In skimming Doug Kmiec’s Legal Times defense (registration required) of OLC nominee Dawn Johnsen, I was surprised to see this description in his byline: “Douglas W. Kmiec served as head of and principal deputy in the Office of Legal Counsel from 1985 to 1989.”
In fact, Kmiec headed OLC, first as acting AAG, then as the appointed AAG, for a total of about eight months—from (as best I can tell) roughly August 1988 to April 1989—at the end of the Reagan administration (after Chuck Cooper and most of his deputies had left the office) and the beginning of the Bush 41 administration (until President Bush was able to replace him).
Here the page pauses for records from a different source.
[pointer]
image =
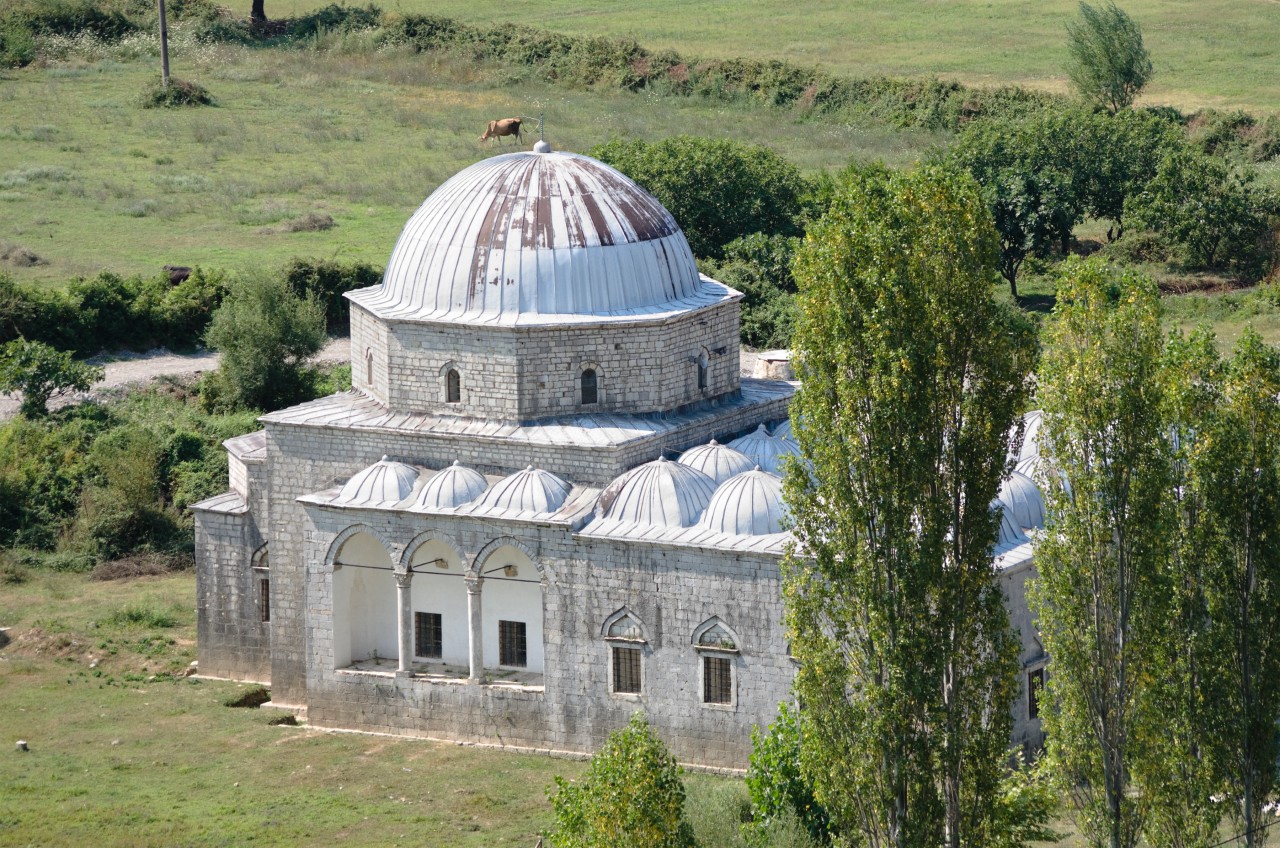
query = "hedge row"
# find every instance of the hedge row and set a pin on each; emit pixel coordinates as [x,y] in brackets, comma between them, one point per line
[137,313]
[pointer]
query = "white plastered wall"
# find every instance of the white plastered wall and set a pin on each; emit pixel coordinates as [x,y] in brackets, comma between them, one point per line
[442,589]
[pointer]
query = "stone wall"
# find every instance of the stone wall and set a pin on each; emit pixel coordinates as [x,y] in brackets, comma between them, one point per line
[232,638]
[529,373]
[670,591]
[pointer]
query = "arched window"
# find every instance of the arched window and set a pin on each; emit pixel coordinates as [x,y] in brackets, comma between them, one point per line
[626,653]
[452,386]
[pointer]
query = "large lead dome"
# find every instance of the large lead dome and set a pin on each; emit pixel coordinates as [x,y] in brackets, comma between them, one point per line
[538,233]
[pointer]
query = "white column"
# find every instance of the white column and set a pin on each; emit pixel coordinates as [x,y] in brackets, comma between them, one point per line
[405,618]
[475,629]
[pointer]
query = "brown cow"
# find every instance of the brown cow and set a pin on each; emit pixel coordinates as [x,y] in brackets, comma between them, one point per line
[504,127]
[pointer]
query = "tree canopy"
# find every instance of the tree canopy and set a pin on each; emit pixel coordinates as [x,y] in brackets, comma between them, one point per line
[1109,64]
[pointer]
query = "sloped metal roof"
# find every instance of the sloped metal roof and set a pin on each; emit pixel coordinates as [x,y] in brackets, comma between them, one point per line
[764,450]
[717,461]
[659,493]
[531,235]
[749,504]
[453,486]
[380,484]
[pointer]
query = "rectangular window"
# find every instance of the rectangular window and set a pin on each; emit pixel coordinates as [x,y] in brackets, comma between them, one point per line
[717,680]
[626,670]
[512,647]
[428,636]
[264,598]
[1034,684]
Kmiec never served as “principal deputy” in OLC. The formal designation of “principal deputy” appears not even to have existed when Kmiec was at OLC, and folks who were in OLC at the time tell me that Kmiec was never regarded as the lead deputy. (The only contenders for that role were Sam Alito, who left OLC in March 1987, and Mike Carvin, who left OLC in August 1988.)
Kmiec’s website bio is even more extravagant, as it asserts that Kmiec was the AAG heading OLC from 1985 to 1989: “Kmiec served Presidents Ronald Reagan and George Bush during 1985-89 as constitutional legal counsel (Assistant Attorney General, Office of Legal Counsel, U.S. Department of Justice).”
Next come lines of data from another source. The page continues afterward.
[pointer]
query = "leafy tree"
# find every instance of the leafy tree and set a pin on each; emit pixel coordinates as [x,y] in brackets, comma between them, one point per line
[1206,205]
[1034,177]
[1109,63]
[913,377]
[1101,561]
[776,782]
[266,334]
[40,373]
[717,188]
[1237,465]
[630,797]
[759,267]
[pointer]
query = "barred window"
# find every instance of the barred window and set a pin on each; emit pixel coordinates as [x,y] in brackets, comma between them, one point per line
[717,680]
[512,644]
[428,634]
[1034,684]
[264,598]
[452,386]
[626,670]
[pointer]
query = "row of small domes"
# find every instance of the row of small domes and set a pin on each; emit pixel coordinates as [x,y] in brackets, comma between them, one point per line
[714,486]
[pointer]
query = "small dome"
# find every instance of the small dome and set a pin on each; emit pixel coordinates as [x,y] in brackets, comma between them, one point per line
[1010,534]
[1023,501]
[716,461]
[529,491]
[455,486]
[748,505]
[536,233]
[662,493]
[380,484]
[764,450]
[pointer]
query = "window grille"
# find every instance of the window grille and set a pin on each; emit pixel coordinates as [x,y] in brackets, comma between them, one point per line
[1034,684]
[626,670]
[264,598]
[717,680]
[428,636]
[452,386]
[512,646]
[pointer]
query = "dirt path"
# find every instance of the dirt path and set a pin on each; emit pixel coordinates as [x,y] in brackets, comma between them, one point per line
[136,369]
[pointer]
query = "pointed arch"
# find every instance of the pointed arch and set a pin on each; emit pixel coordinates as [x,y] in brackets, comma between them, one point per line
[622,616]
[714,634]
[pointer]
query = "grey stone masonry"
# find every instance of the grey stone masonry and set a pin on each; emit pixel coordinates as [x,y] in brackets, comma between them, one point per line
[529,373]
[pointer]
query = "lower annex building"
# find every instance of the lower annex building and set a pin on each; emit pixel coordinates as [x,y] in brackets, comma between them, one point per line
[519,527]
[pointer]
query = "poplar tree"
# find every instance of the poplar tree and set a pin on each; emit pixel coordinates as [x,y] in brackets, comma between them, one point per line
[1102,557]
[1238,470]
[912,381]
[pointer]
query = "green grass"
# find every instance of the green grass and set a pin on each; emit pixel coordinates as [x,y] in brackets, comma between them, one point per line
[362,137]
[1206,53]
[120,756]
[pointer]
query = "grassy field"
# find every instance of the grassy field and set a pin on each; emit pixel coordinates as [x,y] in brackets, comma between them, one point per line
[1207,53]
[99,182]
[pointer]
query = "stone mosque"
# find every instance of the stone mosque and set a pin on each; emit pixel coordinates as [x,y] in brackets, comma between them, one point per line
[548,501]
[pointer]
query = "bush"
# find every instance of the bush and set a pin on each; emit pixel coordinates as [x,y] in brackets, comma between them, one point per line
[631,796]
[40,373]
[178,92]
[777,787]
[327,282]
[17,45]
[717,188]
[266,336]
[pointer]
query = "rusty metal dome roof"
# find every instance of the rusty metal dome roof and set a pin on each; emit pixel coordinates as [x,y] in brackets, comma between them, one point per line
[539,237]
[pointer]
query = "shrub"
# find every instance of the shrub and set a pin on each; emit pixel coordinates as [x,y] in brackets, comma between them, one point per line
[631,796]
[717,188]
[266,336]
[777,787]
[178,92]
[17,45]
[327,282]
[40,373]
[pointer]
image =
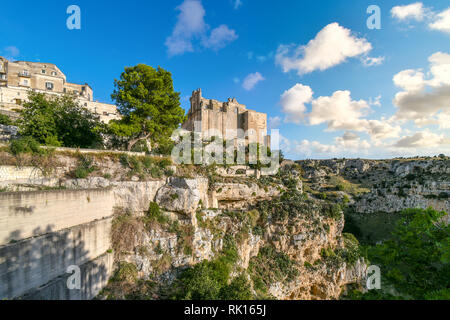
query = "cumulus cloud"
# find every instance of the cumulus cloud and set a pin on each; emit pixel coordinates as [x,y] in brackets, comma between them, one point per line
[423,139]
[219,38]
[191,26]
[11,52]
[425,101]
[373,61]
[442,22]
[293,102]
[375,101]
[252,80]
[338,111]
[414,11]
[340,146]
[274,122]
[439,21]
[333,45]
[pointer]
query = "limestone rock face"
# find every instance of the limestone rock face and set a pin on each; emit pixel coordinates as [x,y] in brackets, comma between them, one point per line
[136,196]
[238,196]
[182,195]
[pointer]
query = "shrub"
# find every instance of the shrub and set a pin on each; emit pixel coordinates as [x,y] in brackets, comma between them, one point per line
[5,120]
[154,213]
[85,166]
[24,145]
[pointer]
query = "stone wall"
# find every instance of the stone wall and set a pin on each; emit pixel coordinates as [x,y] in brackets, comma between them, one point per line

Someone familiar with OLC at the time tells me that it’s unlikely that Kmiec ever met personally with Reagan to provide him legal advice (and that if any such meetings did occur, they would have been very few). Given that Bush 41 promptly replaced Kmiec, the same surely holds for Bush.
Kmiec’s website bio’s description of his time as dean of Catholic University’s law school is also interesting:
“[Kmiec] serv[ed] several years as dean and St. Thomas More Professor of Law at The Catholic University of America in Washington, D.C. … As dean at Catholic University, Professor Kmiec did what many said would be impossible; he greatly increased academic quality and student selectivity at the same time he deepened the school’s religious commitment. During his tenure, the law school moved into the upper tier of the U.S. News ranking from tier three.”
I am reliably informed that Kmiec served only two years as dean of Catholic University’s law school; that the law school moved modestly from just above the cusp of “tier 3” (rank 101 and higher) to the distant ranks of “tier 2” (which runs from to 51 to 100—Catholic University’s law school stands at #88 in the 2008 rankings), nowhere near what anyone would sensibly call the “upper tier”; and that his only “impossible” achievement was to unify a fractious faculty in its opposition to him.